Let's assume momentarily that $r = \operatorname{diam}(M)$. In this case, for $M = S^n$, $S_r(p)$ is a point, so not a sphere. The remaining spaces are of the form $\mathbb{K}P^n$ where $\mathbb{K}\in \{\mathbb{R}, \mathbb{C}, \mathbb{H}, \mathbb{O}\}$; in these cases $S_r(p)$ is diffeomorphic to $\mathbb{K}P^{n-1}$. This space is totally geodesic, hence minimal. But it is only diffeomorphic to a sphere when $n=2$.
So, to finish the proof, we need to show that a) for $\mathbb{R}P^n$ with $n\geq 2$, no $r$ smaller than the diameter works and b) for the other spaces, that there is a unique $r$ smaller than the diameter which works.
We may now assume that $0 < r < \operatorname{diam} M$. As mentioned above, for any $p\in M$, $S_r(p)$ is homogeneous under the action by $H$. According to the main theorem in this paper of Hsiang, $S_{r}(p)$ is minimal iff it is extremal among its orbit type. Here, extremal means that the $(\dim M - 1)$-volume of $S_r(p)$ is a max or min among all nearby $H$-orbits of the same orbit type. But all $S_r(p)$ with $r$ smaller than the diameter have the same orbit type. So, we need to compute the $(\dim M-1)$-volume of $S_r(p)$ as a function of $r$, and determine the extreme values of this function.
When $M$ is a sphere, it easily follows that the extremal $H$-orbits occur precisely when $r$ is half the diameter. This is why there is a unique $r$-value for spheres. Using the fact that $\mathbb{R}P^n$ is locally isometric to $S^n$, we see the volume of $S_r(p)$ is a strictly increasing function of $r$, so has no extrema. This completes task a), and task b) for spheres.

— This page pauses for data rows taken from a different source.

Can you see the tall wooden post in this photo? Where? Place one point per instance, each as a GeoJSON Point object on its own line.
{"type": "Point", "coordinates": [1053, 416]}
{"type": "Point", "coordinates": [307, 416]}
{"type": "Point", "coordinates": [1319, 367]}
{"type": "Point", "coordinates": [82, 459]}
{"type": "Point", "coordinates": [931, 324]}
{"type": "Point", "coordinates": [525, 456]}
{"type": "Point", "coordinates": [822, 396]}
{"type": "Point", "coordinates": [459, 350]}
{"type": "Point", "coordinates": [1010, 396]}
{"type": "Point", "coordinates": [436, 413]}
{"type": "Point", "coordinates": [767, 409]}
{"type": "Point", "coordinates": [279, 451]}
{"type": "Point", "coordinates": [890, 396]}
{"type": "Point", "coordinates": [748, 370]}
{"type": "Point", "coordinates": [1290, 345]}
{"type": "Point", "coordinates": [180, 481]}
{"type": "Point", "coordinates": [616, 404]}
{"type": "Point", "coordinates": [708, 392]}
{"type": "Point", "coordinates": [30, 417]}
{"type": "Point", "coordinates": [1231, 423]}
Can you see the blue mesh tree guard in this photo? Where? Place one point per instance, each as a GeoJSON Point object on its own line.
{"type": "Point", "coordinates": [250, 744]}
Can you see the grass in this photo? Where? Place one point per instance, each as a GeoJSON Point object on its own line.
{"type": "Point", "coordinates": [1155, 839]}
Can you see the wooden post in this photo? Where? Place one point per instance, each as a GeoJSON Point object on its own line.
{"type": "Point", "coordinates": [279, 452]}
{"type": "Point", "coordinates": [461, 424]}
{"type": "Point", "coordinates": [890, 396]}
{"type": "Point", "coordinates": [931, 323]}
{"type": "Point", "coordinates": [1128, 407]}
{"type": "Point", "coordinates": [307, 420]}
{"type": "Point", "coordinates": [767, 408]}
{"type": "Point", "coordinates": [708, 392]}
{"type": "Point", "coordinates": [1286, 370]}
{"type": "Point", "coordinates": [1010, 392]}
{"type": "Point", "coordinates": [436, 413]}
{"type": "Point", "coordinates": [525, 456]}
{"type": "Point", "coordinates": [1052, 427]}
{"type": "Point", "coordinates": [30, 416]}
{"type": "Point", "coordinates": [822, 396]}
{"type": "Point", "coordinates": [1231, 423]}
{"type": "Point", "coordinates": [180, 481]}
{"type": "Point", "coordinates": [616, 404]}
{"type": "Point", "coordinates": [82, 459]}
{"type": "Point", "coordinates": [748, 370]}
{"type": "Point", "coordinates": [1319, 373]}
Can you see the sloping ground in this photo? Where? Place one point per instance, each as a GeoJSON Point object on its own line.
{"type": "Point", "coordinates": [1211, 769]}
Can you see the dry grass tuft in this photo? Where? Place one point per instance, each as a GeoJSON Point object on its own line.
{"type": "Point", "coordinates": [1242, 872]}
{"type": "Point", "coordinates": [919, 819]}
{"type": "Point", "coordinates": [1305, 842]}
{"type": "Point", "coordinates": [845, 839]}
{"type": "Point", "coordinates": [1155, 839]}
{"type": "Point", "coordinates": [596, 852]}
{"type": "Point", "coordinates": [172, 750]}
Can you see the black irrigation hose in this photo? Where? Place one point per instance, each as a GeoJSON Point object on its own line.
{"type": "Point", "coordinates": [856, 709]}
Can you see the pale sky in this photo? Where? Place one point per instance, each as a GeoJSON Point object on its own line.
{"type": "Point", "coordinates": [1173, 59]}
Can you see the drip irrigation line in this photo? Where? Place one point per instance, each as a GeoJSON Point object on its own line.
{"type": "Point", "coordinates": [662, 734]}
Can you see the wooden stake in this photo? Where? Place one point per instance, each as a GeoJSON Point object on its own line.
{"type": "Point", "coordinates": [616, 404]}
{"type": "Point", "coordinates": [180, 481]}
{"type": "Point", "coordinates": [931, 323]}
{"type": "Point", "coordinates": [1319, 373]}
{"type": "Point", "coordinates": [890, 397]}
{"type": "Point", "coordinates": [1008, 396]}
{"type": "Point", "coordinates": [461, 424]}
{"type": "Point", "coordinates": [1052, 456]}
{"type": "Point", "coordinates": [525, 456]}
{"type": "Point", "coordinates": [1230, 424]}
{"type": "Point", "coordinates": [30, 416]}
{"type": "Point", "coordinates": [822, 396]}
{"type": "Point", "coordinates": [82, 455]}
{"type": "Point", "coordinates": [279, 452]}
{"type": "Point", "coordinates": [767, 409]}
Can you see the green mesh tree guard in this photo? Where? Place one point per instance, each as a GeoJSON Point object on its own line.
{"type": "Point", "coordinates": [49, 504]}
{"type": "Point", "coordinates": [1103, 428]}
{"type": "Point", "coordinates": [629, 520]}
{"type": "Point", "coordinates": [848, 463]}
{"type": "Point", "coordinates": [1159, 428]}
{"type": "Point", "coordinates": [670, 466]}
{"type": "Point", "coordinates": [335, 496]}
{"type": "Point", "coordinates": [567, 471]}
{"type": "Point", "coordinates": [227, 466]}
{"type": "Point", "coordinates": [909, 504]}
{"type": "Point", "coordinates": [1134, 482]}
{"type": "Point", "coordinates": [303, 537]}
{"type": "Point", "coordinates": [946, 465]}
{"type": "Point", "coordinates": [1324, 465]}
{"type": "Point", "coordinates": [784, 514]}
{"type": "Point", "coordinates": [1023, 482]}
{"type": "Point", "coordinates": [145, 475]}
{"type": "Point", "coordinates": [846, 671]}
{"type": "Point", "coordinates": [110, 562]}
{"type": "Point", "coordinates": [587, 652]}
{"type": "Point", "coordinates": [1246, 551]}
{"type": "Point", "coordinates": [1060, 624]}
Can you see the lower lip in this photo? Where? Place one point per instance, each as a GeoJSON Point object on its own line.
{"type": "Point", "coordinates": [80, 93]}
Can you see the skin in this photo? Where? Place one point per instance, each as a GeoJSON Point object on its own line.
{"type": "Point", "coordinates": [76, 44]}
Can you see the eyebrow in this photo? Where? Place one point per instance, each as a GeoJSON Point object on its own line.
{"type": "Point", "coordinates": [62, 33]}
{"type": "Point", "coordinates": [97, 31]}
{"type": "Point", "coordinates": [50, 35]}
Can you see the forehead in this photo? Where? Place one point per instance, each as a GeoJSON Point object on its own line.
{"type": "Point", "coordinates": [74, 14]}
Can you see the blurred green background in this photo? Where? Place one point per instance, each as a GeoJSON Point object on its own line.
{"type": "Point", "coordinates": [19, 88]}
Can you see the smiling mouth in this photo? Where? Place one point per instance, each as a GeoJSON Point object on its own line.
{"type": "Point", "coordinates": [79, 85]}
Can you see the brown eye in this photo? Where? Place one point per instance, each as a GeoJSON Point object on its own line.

The remaining spaces are all of the form $\mathbb{K}P^n$, as above. Here, each $S_r(p)$ is naturally the total space of a bundle. Precisely, it's a bundle of the form $$S^{k-1}\rightarrow S_r(p)\cong S^{(n+1)k-1}\rightarrow \mathbb{K}P^{n-1},$$ where $k:=\dim_\mathbb{R}\mathbb{K}$.
For concreteness, let us assume the metric on $\mathbb{K}P^n$ is normalized to have minimum curvature $1$. Now, note the induced metric on $S_r(p)$ is not round. Rather, as seen in Bettiol's answer here we see that the induced metric on $S_r(p)$ has the form
$$g_r=\sin^2 r\, (g_{hor}+\cos^2 r \, g_{ver}),$$ where $g_{hor}+g_{ver}$ is the round metric on $S_r(p)$ and $g_{hor}$ and $g_{ver}$ refer to the horizontal and vertical components relative to the sphere bundle above.
Let's compute the volume of $g_r$. We can do this using a A version of Fubini's theorem. Namely, we find that the metric on the fiber $S^{k-1}$ is $\sin^2 r \cos^2 r$ times the round metric. This has volume $(\sin^2 r \cos^2 r)^{k-1}\cdot vol(S^{k-1}(1))$, where $S^{k-1}(1)$ refers to the round sphere of radius $1$. The base is a $\mathbb{K}P^{n-1}$ of diameter $\sin^2(r)/2$, so it has volume $(\sin^2(r)/2)^{k(n-1)}\cdot Vol(\mathbb{K}P^{n-1}(1)$, where $\mathbb{K}P^{n-1}(1)$ indicates the metric is scaled to have minimum curvature $1$.
So, up to multiplicative constant (which doesn't affect the location of extrema), we find $$f(r):=Vol(S_r(p)) = (\sin^2 r \cos^2 r)^{k-1} \cdot (\sin^2(r))^{k(n-1)} = \sin^{2(kn-1)}(x)\cos^{2(k-1)}(x).$$
From here, computing a derivative $f'(r)$ is straight forward. We get $$f'(r) = 2\cos^{2(k-1)-1}(x) \sin^{2(kn-1)}(x)\Big((kn-1)\cos^2(x) - (k-1)\sin^2(x)\Big).$$
On the interval $(0,\pi/2)$ (which is the relevant interval for $r$ since we've normalized minimum curvature to $1$), $\sin(r)$ and $\cos(r)$ are both non-zero. So, $f'(r)$ vanishes only when the factor in parenthesis vanishes. This factor is $0$ iff $\tan^2(r) = \frac{kn-1}{k-1}$. Since $\tan^2:(0,\pi/2)\rightarrow (0,\infty)$ is a bijection, there is precisely one $r$ which solves this equation. Thus, $f$ has a unique critical point on $(0,\pi/2)$.
Of course, critical points don't have to be extrema, but let's verify that they are in this case. The function $f$, viewed as a map on $[0,\pi/2]$ vanishes on both end points and is obviously positive in the interior. Thus, it must achieve its absolute max on some interior point, which must therefore be a critical point. Since there is only one critical point, this must be an extrema of $f$.